Partii militare volontario, pagato, per un anno.

Claude
Claude

Perché il militare? Servivano i soldi o serviva uscire da lì?

Yuri Nuresi
Yuri

Servivano i soldi, e volevo staccare da casa.

Claude
Claude

Dove ti hanno mandato?

Yuri Nuresi
Yuri

A Merano. La musica si fermò quasi del tutto.

Claude
Claude

E dopo l'anno?

Yuri Nuresi
Yuri

Tornai a Bolzano e trovai lavoro come bagnino: al lido d'estate, in piscina coperta d'inverno.
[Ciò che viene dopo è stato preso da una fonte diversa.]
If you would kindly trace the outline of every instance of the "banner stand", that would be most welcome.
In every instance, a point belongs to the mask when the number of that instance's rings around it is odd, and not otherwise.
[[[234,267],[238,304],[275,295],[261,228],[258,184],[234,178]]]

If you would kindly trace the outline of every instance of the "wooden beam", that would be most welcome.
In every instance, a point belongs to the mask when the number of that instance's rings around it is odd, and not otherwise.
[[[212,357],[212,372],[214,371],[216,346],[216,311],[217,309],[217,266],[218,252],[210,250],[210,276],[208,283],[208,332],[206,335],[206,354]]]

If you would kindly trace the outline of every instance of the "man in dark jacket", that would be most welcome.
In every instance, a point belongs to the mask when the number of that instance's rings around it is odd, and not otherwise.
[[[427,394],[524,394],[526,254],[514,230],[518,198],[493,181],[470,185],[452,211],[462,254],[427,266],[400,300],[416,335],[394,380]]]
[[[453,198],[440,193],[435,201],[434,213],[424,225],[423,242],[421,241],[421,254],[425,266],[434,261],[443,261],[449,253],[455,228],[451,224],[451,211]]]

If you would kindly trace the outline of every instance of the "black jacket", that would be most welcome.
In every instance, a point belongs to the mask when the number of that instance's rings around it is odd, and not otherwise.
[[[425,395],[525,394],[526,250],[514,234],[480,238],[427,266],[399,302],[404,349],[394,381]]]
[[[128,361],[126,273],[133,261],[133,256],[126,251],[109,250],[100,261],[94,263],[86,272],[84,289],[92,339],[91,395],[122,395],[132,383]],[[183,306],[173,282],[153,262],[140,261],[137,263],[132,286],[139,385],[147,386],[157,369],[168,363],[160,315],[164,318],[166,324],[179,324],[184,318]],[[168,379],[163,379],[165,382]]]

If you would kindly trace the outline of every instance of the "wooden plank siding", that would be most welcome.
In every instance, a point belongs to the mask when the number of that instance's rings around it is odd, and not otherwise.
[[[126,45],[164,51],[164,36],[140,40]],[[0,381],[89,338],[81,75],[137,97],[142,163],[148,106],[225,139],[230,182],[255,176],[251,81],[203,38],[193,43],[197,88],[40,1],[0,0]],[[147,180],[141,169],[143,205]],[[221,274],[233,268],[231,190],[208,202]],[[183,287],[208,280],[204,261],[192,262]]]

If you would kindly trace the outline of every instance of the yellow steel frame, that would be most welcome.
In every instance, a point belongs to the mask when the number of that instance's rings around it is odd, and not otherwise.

Poi in un'agenzia di scommesse — che poi io odio scommettere, non l'ho mai fatto.

Claude
Claude

Ed è lì che succede una cosa.

Yuri Nuresi
Yuri

Lì iniziai a sviluppare pagine HTML in locale, per farle apparire sulle TV della sala, con le partite del giorno e altre news.

Claude
Claude

Te l'aveva chiesto il capo, o l'hai fatto di tua iniziativa?

Yuri Nuresi
Yuri

Il capo voleva fare dei fogli A3 scritti a pennarello. Io ebbi l'idea di usare i televisori collegati ai PC per trasmettere le pagine HTML che servivano.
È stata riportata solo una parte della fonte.